Published Mar 15, 2017
Fallout272
2 Posts
I have looked over many of the previous posts but they all came from new graduates so I was looking to get some more specific information. I am a former Army Medic/LPN (68WM6 for 6yrs), 30yrs old, and spent some time at Walter Reed in PACU. I'm in the VA Air National Guard now as a medic. I have my ADN with one year acute care dialysis and two years med/surg ICU experience on a 14 bed unit.
In two months I'll have my Bachelor's degree and I'm working with Navy and Air Force officer recruiters to direct commission, they are both aware I am working with the other branch. I have a 3.9 GPA (had a 3.8 for my ADN) with BLS/ACLS/TNCC/PHTLS working on CCRN. The Navy is telling me I can direct commission in six months or less and Air Force is telling me about one year; but they both say I will likely get in. My wife is Army Reserve still and we only have a Jack Russell Terrier. No ties to anything, we miss active duty, we're ready to go.
Despite being in the military for a while I don't know any active duty nurses in the Air Force or Navy, thus questions.
1) I keep reading 60-80 hour work weeks for either branch. Is this a reality, working six 12+'s in a row? The Army never even pulled that nonsense. It seems like 80hr sustained work weeks would increase chances of errors/killing patients. Or as an ICU nurse is it more likely you follow this Panama schedule I keep reading about?
2) I'm reading Air Force = usually 6 month deployments Navy = usually 9 month, just wanting to know what to expect. I came from Army where there were 15month deployments so I don't mind anything less than 15 months.
3) I hear there are not many ICU openings for Air Force or Navy overseas. I would love to go every/anywhere overseas if they are willing to send me. Is it difficult to get Japan/Guam/Okinawa/Germany/Italy/Korea? Would I be better off giving up ICU and downgrading to a med/surg nurse to be able to obtain more overseas duty stations?

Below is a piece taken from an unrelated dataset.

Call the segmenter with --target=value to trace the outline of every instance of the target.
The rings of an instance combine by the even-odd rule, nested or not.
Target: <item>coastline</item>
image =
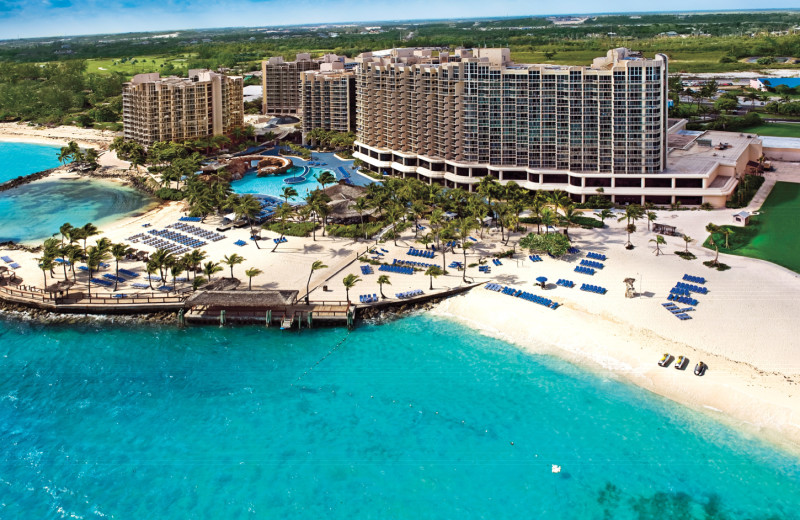
[[[107,149],[118,132],[76,126],[30,126],[28,123],[0,123],[0,142],[66,146],[75,141],[82,148]]]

4) Is one branch better than the other for obtaining overseas stations?
4) How do you like your job? Do you find yourself as an Air Force/Navy nurse content more often than not? I ask this because I met many Army who were not content.
5) Navy, how do you like being stationed with Marine Corps? Is that a three year duty station or how do they rotate you guys with them?
6) Any tips/advice? I'm not doing this for money or student loan repayment. My wife will be an RN in two months too. We will make lots of money and have no kids to suck it up. We mainly just want to do our jobs and travel...and we miss the active military.
Lunah, MSN, RN
14 Articles; 13,773 Posts
The Army most definitely pulled that nonsense, I guess it depended on location. I didn't always work that time on shift in the ER, but with collateral duties, SANE call, and then SANE exams on top? Most definitely. During deployment with my FST, I did have one day each week when I didn't have to come to morning report, but I did get called in (20 feet from my bedroom, lol) if we received trauma patients because I was the only ER/trauma nurse. But six 12s was pretty standard there. But that's how deployments are, as I am sure you know — nonstop, 24x7!
Good luck to you, whichever branch is lucky enough to get you! :)
Thanks for a nursing perspective. That was strictly deployment though, correct? When you were stateside you weren't working 6 12's?
No, but still doing 60+ hours a week with collateral duties and SANE call.
jfratian, DNP, RN, CRNA
1,618 Posts
I personally don't currently experience 60+ hours per week as an active duty Air Force nurse; I average about 44-46 hours a week now in PACU and I averaged about 48-50 hours per week when I was med-surg. I teach ACLS/PALS and handle a hospital peer review program, and that takes up my extra time. I don't get the sense that anyone around me is working close to 60+ hours per week on average either. Our ER nurses work 16 12's a month (so 48 hours per week) plus extra duties, only because they have severe manning issues.